This is an extreme human rights violation of indigenous people who deserve the respect of the people who stole their land. As we sat down to commemorate a mythical dinner between peaceful European settlers and Native Americans, we owe it to Standing Rock to stand in solidarity for their rights as American citizens.

The Standing Rock Sioux tribe has been protesting the construction of an oil pipeline across their land since a community forum in May, according to their timeline of events. But they have been frequently and violently removed from their land and attacked over the course of their peaceful protest.

The events of this protest have been minimally covered by mainstream television news sources such as CNN, Fox and MSNBC, who have instead spent the good part of the last year covering the catastrophic presidential election. The majority of protest coverage has been through alternative means like social media platforms and  so-called advocacy journalism sites such like Democracy Now.

Our history textbooks are filled with the heroism of American leadership, carving out hero complexes for American colonizers whose actions were nowhere near heroic. This has led to the erasure of countless violations of Native American rights because they don’t fit into the heroic dialogue. The Trail of Tears was not named for the gracious gifting of land by the Native Americans to President Andrew Jackson. The truth is that the U.S. has spent the last 200 years continuously violating the human rights of Native Americans. Now that we’ve all taken our time to celebrate our families, we should give thanks to the water protectors at Standing Rock who are defending access to clean water for their community.

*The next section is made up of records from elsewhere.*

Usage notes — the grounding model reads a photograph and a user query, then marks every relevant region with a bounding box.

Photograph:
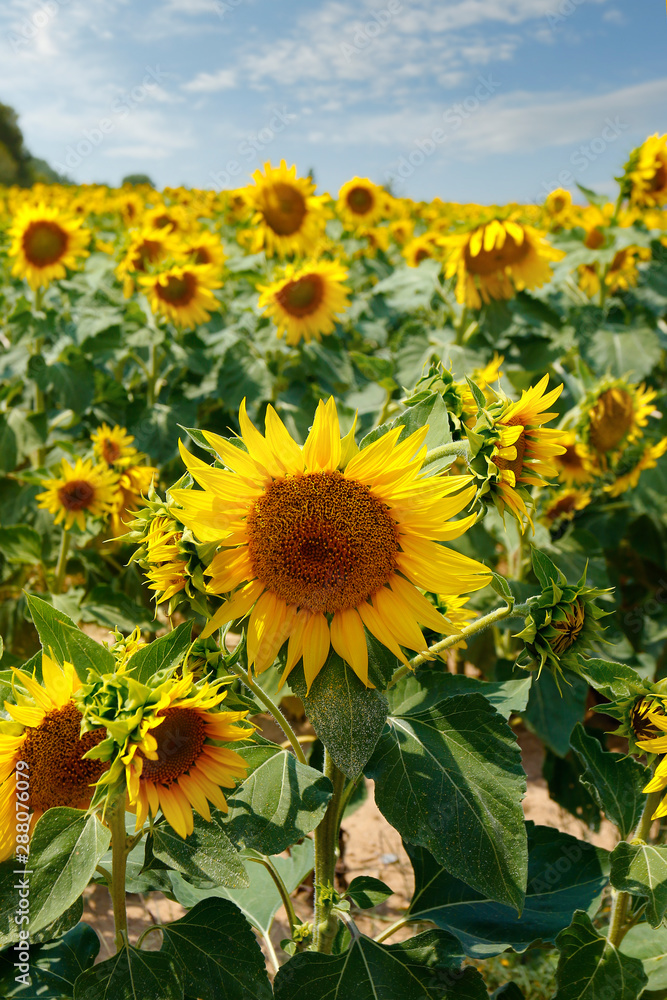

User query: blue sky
[0,0,667,203]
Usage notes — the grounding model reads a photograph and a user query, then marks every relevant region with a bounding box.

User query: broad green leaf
[170,837,314,935]
[128,622,192,684]
[225,750,333,854]
[386,668,533,718]
[523,670,588,757]
[405,823,609,958]
[160,899,271,1000]
[290,652,387,778]
[152,813,249,889]
[345,875,394,910]
[26,594,115,680]
[0,807,111,945]
[274,930,480,1000]
[0,524,42,565]
[365,694,528,909]
[611,841,667,927]
[553,910,646,1000]
[621,924,667,991]
[0,923,100,1000]
[570,722,651,839]
[74,947,184,1000]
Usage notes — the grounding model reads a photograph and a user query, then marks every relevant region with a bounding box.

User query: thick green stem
[107,794,128,952]
[313,747,345,955]
[227,663,308,764]
[53,528,69,594]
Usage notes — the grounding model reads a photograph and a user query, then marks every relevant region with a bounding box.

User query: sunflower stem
[312,747,345,955]
[107,792,128,952]
[53,528,69,594]
[227,663,308,764]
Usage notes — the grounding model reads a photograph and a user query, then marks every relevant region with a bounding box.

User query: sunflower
[626,132,667,208]
[90,423,137,468]
[554,431,595,486]
[35,458,118,531]
[582,379,657,461]
[257,260,349,344]
[0,653,107,861]
[172,399,489,688]
[243,160,329,257]
[336,177,393,231]
[120,661,252,837]
[139,264,222,328]
[604,438,667,497]
[438,219,565,309]
[8,203,90,289]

But this is not only a battle for natives. Though their population is dwindling in the U.S.,  they still stand for the protection of access to water, a crucial element in the control of native people around the world during colonialism. This Thanksgiving, my mother reminded me of why I owe it to the Standing Rock Sioux people to speak up. In India, the British kept control of the Indian people by cutting off their access to water and salt. In a heroic effort, the Indian people, led by Mahatma Gandhi, marched to the ocean in protest to make their own salt. This Dandi March got hundreds of Indian protesters arrested, but they believed it was worth the cost of  freedom to free their own land. People of color across America have similar stories and we owe it to our ancestors to stand up for Standing Rock.

We can’t turn back time and give the entire continent back to Native Americans, but we can stop our country from taking away more than we already have from them. It is our job now to remember what we should truly be thankful for.